8. Heeft de regering juridisch advies ingewonnen over de houdbaarheid van het wetsvoorstel bij een mogelijke toetsing door het Europees Hof voor de Rechten van de Mens?
9. In de deskundigenbijeenkomst over dit wetsvoorstel in deze Kamer op 7 oktober jl. werden grote zorgen geuit over de verenigbaarheid van het wetsvoorstel met de internationale en Europese verdragen. In hoeverre acht de regering dit wetsvoorstel in overeenstemming met de artikelen 93 en 94 Grondwet, die bepalen dat internationale verdragen voorrang hebben boven nationale wetgeving? Hoe waarborgt de regering dat dit wetsvoorstel niet met deze artikelen in strijd komt?
10. Hoe wordt voorkomen dat er grote rechtsongelijkheid ontstaat tussen asielzoekers die net voor en net na de inwerkingtreding van dit wetsvoorstel een status hebben gekregen?
EVRM
11. Hoe verhoudt het beperken van nareis voor subsidiair beschermden zich tot de staande jurisprudentie van het Europees Hof voor de Rechten van de Mens, met name het arrest Sen v.
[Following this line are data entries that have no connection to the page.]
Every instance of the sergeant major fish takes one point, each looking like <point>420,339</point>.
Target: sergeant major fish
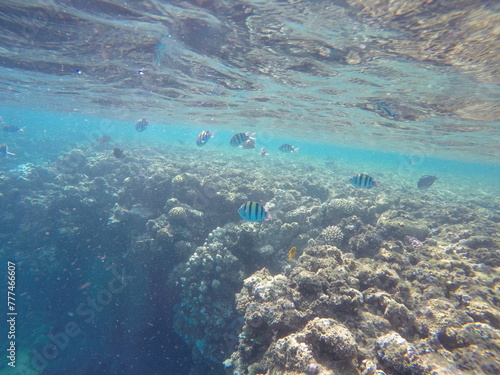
<point>4,151</point>
<point>141,124</point>
<point>426,182</point>
<point>288,148</point>
<point>204,136</point>
<point>238,139</point>
<point>13,129</point>
<point>249,145</point>
<point>363,180</point>
<point>381,106</point>
<point>254,211</point>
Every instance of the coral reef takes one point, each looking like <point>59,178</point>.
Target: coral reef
<point>331,235</point>
<point>382,282</point>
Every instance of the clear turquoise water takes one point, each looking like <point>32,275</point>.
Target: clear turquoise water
<point>71,72</point>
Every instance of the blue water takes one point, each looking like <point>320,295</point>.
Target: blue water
<point>93,294</point>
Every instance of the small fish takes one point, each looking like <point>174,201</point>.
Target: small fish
<point>363,180</point>
<point>141,124</point>
<point>238,139</point>
<point>103,139</point>
<point>4,151</point>
<point>414,242</point>
<point>426,182</point>
<point>288,148</point>
<point>204,136</point>
<point>118,153</point>
<point>249,145</point>
<point>13,129</point>
<point>381,106</point>
<point>253,211</point>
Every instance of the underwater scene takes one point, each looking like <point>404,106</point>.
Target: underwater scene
<point>250,187</point>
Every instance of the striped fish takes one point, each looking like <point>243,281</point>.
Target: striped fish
<point>363,180</point>
<point>238,139</point>
<point>288,148</point>
<point>204,136</point>
<point>253,211</point>
<point>4,151</point>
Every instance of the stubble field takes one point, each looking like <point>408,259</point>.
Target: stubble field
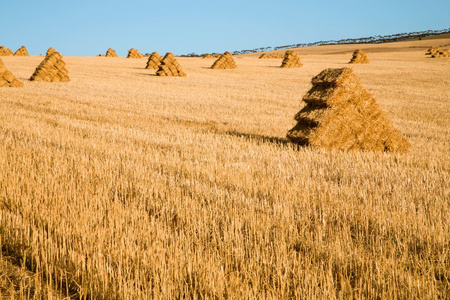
<point>124,185</point>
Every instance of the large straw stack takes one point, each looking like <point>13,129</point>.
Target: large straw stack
<point>340,113</point>
<point>291,60</point>
<point>170,67</point>
<point>22,51</point>
<point>111,53</point>
<point>50,51</point>
<point>271,55</point>
<point>5,51</point>
<point>225,61</point>
<point>154,60</point>
<point>51,69</point>
<point>7,79</point>
<point>359,57</point>
<point>133,53</point>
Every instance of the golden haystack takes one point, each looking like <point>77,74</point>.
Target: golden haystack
<point>359,57</point>
<point>170,67</point>
<point>22,51</point>
<point>432,50</point>
<point>341,114</point>
<point>111,53</point>
<point>51,69</point>
<point>7,79</point>
<point>154,60</point>
<point>133,53</point>
<point>225,61</point>
<point>5,51</point>
<point>291,60</point>
<point>441,53</point>
<point>50,51</point>
<point>271,55</point>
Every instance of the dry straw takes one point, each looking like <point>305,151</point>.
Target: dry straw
<point>359,57</point>
<point>170,67</point>
<point>5,51</point>
<point>111,53</point>
<point>133,53</point>
<point>291,60</point>
<point>7,79</point>
<point>154,60</point>
<point>225,61</point>
<point>22,51</point>
<point>51,69</point>
<point>340,113</point>
<point>271,55</point>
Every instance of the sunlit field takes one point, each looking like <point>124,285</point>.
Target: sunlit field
<point>123,185</point>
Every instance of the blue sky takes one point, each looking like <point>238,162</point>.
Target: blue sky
<point>88,28</point>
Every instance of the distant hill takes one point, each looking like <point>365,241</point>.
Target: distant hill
<point>378,39</point>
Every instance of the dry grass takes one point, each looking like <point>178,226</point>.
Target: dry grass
<point>122,184</point>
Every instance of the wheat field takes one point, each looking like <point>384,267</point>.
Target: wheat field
<point>123,185</point>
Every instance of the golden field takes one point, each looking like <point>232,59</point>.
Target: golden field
<point>124,185</point>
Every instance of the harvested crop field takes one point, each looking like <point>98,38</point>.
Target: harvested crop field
<point>125,185</point>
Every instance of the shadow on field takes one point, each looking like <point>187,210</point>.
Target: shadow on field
<point>261,138</point>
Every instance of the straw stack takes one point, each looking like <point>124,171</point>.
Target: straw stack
<point>133,53</point>
<point>22,51</point>
<point>225,61</point>
<point>7,79</point>
<point>271,55</point>
<point>51,69</point>
<point>341,114</point>
<point>359,57</point>
<point>154,60</point>
<point>170,67</point>
<point>291,60</point>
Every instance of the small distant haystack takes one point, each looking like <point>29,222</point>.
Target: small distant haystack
<point>7,79</point>
<point>154,60</point>
<point>51,69</point>
<point>22,51</point>
<point>50,51</point>
<point>133,53</point>
<point>341,114</point>
<point>441,53</point>
<point>432,50</point>
<point>225,61</point>
<point>359,57</point>
<point>111,53</point>
<point>170,67</point>
<point>5,51</point>
<point>271,55</point>
<point>291,60</point>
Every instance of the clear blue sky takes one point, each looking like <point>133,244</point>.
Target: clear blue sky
<point>88,28</point>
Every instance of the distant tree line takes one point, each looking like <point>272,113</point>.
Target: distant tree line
<point>378,39</point>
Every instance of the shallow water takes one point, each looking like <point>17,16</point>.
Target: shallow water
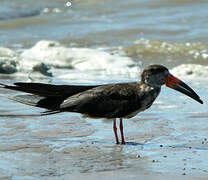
<point>98,42</point>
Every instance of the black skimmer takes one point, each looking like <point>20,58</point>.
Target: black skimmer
<point>111,101</point>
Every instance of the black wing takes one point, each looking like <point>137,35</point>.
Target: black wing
<point>108,101</point>
<point>45,95</point>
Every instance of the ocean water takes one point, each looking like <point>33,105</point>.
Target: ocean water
<point>98,42</point>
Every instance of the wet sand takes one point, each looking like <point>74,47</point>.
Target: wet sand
<point>166,142</point>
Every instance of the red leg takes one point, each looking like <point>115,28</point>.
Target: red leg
<point>121,130</point>
<point>115,131</point>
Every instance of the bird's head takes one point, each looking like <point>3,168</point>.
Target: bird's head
<point>158,75</point>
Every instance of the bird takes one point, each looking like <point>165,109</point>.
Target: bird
<point>109,101</point>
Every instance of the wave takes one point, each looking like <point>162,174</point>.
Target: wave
<point>188,52</point>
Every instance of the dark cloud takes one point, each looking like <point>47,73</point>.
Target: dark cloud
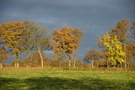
<point>94,17</point>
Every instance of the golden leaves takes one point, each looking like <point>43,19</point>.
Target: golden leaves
<point>66,40</point>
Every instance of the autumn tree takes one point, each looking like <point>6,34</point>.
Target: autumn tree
<point>113,43</point>
<point>65,41</point>
<point>93,55</point>
<point>37,39</point>
<point>11,33</point>
<point>3,56</point>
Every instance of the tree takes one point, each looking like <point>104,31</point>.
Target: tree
<point>65,41</point>
<point>37,39</point>
<point>120,30</point>
<point>114,49</point>
<point>3,55</point>
<point>93,55</point>
<point>11,33</point>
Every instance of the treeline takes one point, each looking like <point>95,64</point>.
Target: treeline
<point>117,46</point>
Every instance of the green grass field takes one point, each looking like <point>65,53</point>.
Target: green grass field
<point>66,79</point>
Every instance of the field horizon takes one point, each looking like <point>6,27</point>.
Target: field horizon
<point>41,79</point>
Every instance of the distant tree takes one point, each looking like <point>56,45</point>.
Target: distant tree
<point>3,56</point>
<point>93,55</point>
<point>11,33</point>
<point>65,41</point>
<point>37,39</point>
<point>115,51</point>
<point>120,30</point>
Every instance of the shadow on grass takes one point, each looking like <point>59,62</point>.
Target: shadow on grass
<point>53,83</point>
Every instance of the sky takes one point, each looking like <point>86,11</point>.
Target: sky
<point>93,17</point>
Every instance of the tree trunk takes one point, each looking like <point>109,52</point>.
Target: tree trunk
<point>92,63</point>
<point>16,62</point>
<point>1,65</point>
<point>41,57</point>
<point>74,59</point>
<point>69,60</point>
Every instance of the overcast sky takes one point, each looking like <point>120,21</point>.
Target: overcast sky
<point>93,17</point>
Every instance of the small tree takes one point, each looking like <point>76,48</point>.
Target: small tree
<point>37,39</point>
<point>65,41</point>
<point>3,56</point>
<point>93,55</point>
<point>11,33</point>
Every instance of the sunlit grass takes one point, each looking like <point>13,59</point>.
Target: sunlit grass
<point>66,79</point>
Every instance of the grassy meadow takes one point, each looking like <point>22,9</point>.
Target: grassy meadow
<point>40,79</point>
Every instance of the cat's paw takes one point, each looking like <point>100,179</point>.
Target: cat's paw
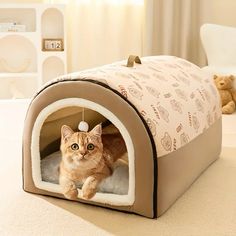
<point>88,193</point>
<point>71,192</point>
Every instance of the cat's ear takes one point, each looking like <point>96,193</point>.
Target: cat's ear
<point>97,130</point>
<point>66,132</point>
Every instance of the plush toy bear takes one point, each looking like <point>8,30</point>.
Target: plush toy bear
<point>224,85</point>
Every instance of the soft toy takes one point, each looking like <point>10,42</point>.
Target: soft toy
<point>224,85</point>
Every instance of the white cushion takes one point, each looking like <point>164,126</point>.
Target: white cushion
<point>219,43</point>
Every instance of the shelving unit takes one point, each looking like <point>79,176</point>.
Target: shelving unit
<point>24,65</point>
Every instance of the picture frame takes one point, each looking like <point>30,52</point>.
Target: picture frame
<point>49,44</point>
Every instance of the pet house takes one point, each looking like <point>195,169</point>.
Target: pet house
<point>166,110</point>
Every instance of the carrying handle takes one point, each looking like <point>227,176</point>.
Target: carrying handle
<point>132,59</point>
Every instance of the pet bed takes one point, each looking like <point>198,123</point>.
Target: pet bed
<point>166,109</point>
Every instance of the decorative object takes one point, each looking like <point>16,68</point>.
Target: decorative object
<point>9,68</point>
<point>53,45</point>
<point>227,93</point>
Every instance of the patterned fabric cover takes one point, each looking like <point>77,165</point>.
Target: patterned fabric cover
<point>175,97</point>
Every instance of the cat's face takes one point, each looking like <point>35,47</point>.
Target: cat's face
<point>81,149</point>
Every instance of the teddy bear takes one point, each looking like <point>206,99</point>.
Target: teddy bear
<point>224,85</point>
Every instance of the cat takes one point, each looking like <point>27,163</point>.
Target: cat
<point>87,157</point>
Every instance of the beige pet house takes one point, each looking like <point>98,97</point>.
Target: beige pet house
<point>166,110</point>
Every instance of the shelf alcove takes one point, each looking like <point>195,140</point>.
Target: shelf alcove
<point>18,55</point>
<point>52,67</point>
<point>52,24</point>
<point>22,16</point>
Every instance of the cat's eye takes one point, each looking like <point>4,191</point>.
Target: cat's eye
<point>90,146</point>
<point>74,146</point>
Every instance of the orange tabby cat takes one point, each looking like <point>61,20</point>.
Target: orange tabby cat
<point>87,157</point>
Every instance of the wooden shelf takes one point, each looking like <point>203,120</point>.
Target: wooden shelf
<point>42,21</point>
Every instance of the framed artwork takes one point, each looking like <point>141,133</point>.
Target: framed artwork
<point>53,45</point>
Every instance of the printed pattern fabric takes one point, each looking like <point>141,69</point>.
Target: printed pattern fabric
<point>175,97</point>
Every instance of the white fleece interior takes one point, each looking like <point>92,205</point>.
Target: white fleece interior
<point>107,198</point>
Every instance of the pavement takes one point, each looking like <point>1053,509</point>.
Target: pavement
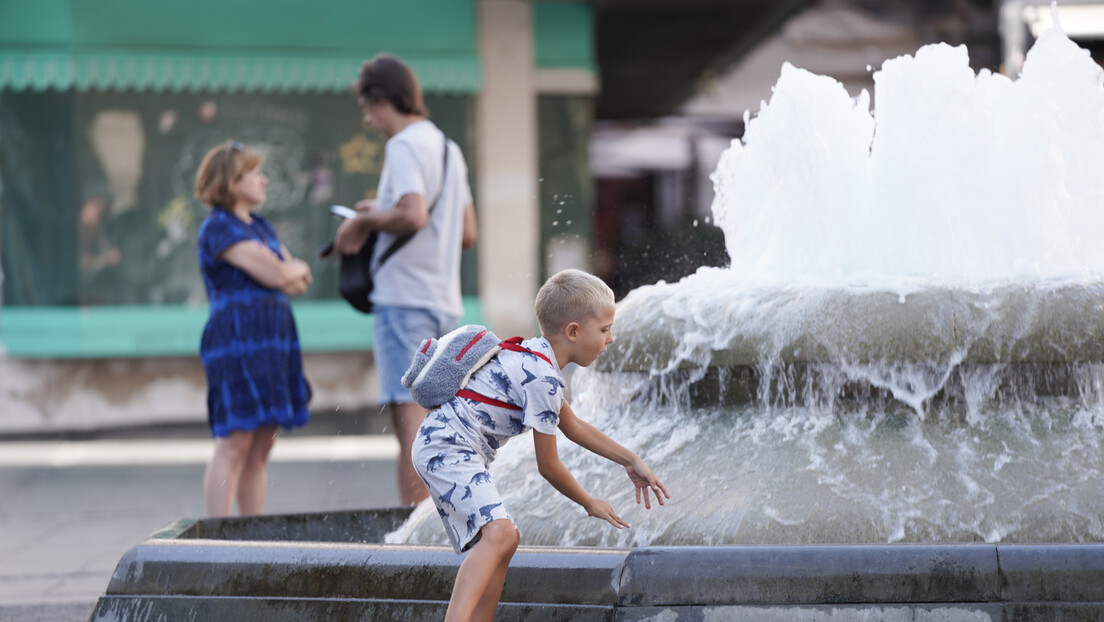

Netherlands (2001) over gezinshereniging?
12. Kan de regering uiteenzetten hoe dit wetsvoorstel zich verhoudt tot artikel 3 EVRM, wanneer gezinsleden in gevaar blijven door belemmerde nareis?
13. Hoe is beoordeeld of de voorgestelde wachttermijn voor nareis proportioneel is in het licht van artikel 8 EVRM (recht op respect voor privé en gezinsleven)?
14. Welke afweging maakt de regering tussen het beperken van instroom en het risico dat de rechter in Straatsburg Nederland terugfluit wegens schending van family life?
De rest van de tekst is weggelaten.